Guns and Drug Users
This morning the U.S. Supreme Court took up yet another Second Amendment case, United States v. Hemani, No. 24-1234.
The wide-ranging federal gun control statute (18 U.S.C. § 922) prohibits gun possession by, among many others, “(g) … any person … (3) who is an unlawful user of or addicted to any controlled substance (as defined in section 102 of the Controlled Substances Act (21 U.S.C. 802)).”
Does that law sweep too broadly? The federal courts of appeals are divided.
The Fifth Circuit held last year that there is “no historical justification for disarming a sober citizen not presently under an impairing influence” even though that person regularly uses illegal drugs. It applied that precedent in the present case. Conflicting decisions are described in the Government’s certiorari petition (i.e., its request that the Supreme Court take up the case):
The decision below also warrants further review because it forms part of a three-way circuit conflict. One court, the Seventh Circuit, has held that Section 922(g)(3) complies with the Second Amendment, at least as a general matter. In United States v. Yancey, 621 F.3d 681 (2010), the Seventh Circuit concluded that the Amendment allows Congress to disarm “categories” of “presumptively risky people” and that “habitual drug abusers” form one such category. Id. at 683; see id. at 682-687. Although Yancey predated Bruen, it relied on the history-and-tradition test that Bruen approved, not on the levels-of-scrutiny approach that Bruen rejected. See id. at 683-686 (drawing analogies to historical laws imposing categorical restrictions). District courts in the Seventh Circuit have accordingly continued to follow Yancey even after Bruen.

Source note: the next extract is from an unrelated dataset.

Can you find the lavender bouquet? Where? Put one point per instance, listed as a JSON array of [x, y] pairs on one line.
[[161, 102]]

A second court, the Eighth Circuit, has declared that Section 922(g)(3) violates the Second Amendment in a wide range of applications. It has concluded that “[n]othing in our tradition allows disarmament simply because [a defendant] belongs to a category of people, drug users, that Congress has categorically deemed dangerous.” United States v. Cooper, 127 F.4th 1092, 1096 (8th Cir. 2025). In its view, the Second Amendment instead requires some form of “individualized assessment.” Ibid. Under the Eighth Circuit’s approach, the government may apply Section 922(g)(3) only if it can make a case-by-case showing that drug use caused the defendant to “pose a credible threat to the physical safety of others,” to act like someone who is “mentally ill,” or to “induce terror.” Ibid. (citation omitted). Applying that approach, the Eighth Circuit has vacated two Section 922(g)(3) convictions, remanding the cases for the district courts to decide in the first instance whether disarming the defendants “line[s] up with the case-by-case historical tradition.” Id. at 1097; see United States v. Baxter, 127 F.4th 1087, 1090-1092 (8th Cir. 2025).
The Fifth Circuit has adopted an even stricter test. On its approach, the government generally may apply Section 922(g)(3) only to those who were “intoxicated at the time” they possessed firearms. Connelly, 117 F.4th at 272. The court also has left open the possibility that the government could “[p]erhaps” apply the statute in a case where the drugs were “so powerful” that they left someone “permanently impaired in a way comparable to severe mental illness.” Id. at 277.
Why the present Supreme Court considers Second Amendment cases to be worthy of such a large portion of its docket when anti-original interpretations of other provisions of the Constitution cause miscarriages of justice on a much broader scale in criminal cases nationwide every day remains a mystery.